Without such understanding, we are “guessing” when it comes to identifying therapies, he says.
“We need to focus on understanding the disease before we can focus on developing drugs. If we don’t actually know what we should make drugs against, we can’t make them; the understanding of the disease has to be a priority.”
Gut feelingSüdhof’s talk coincided with the ninth Neuroscience Ireland conference, chaired by Prof Oliver Dolly at DCU, where researchers spoke about their research into brain basics. Some even went beyond the brain, as in the case of Prof John Cryan, of University College Cork, who studies how the bacteria living in our guts (our gut microbiome) could influence brain function.

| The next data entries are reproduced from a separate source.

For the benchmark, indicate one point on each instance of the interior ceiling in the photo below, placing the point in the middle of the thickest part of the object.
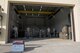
(35, 10)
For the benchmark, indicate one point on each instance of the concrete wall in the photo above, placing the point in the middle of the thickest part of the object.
(4, 30)
(76, 9)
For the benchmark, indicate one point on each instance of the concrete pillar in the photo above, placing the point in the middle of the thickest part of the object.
(76, 13)
(4, 29)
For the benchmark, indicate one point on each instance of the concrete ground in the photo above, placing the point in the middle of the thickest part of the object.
(46, 46)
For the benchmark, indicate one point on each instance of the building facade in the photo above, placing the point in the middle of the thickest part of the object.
(5, 14)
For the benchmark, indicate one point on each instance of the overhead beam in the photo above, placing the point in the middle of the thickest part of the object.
(34, 12)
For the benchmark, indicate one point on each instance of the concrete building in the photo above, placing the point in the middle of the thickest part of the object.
(63, 10)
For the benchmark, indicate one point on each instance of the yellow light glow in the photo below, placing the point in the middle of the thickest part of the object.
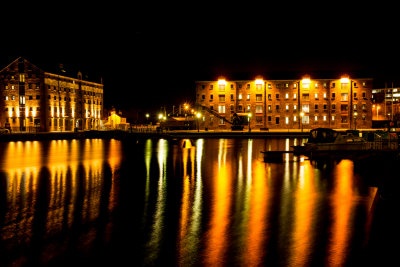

Cryan agrees that fundamental research is key to developing new strategies for tackling brain diseases and disorders. “We are still in the early days of finding out how the brain works, especially in the context of the neural basis of neurodegenerative and psychiatric brain diseases,” he says.
“In my own research we are focused on how the gut microbiome can signal to the brain. This is a complete paradigm shift in neuroscience and requires a lot more basic research to tease apart the complex mechanisms at play.
“It is gaining a lot more attention in basic neuroscience circles and is a really exciting field [that] may lead to innovative strategies for treating stress-related neuropsychiatric disorders.”
Addiction basicsUnravelling the basics of addiction could also point to new ways to intervene, notes Irish neuroscientist Prof Paul Kenny, Ward-Coleman professor and chairman at the Icahn School of Medicine at Mount Sinai, who spoke at the DCU conference.
His research on addiction and brain reward pathways is finding that being less sensitive to the noxious effects of addictive drugs could play a substantial role in vulnerability to addiction, and he believes such fundamental insights can help lead the way to better treatments.
“The brain is a remarkably complex organ that processes and stores information and guides behavioural output in ways we are far from understanding, and deficiencies in these complex processes are responsible for neuropsychiatric disorders,” he says. “Without understanding better how the brain works, it is unlikely we will have much success in designing effective medications to treat such disorders.”
Scientific raceSüdhof likens the process of carrying out the scientific research as running a race, but you don’t know how long that race is.
“We don’t understand any of these diseases but any of the experiments that people are doing could get us an understanding,” he says. “You don’t know if you are running 100 metres or a marathon: you just run, and you hope it is 100 metres.”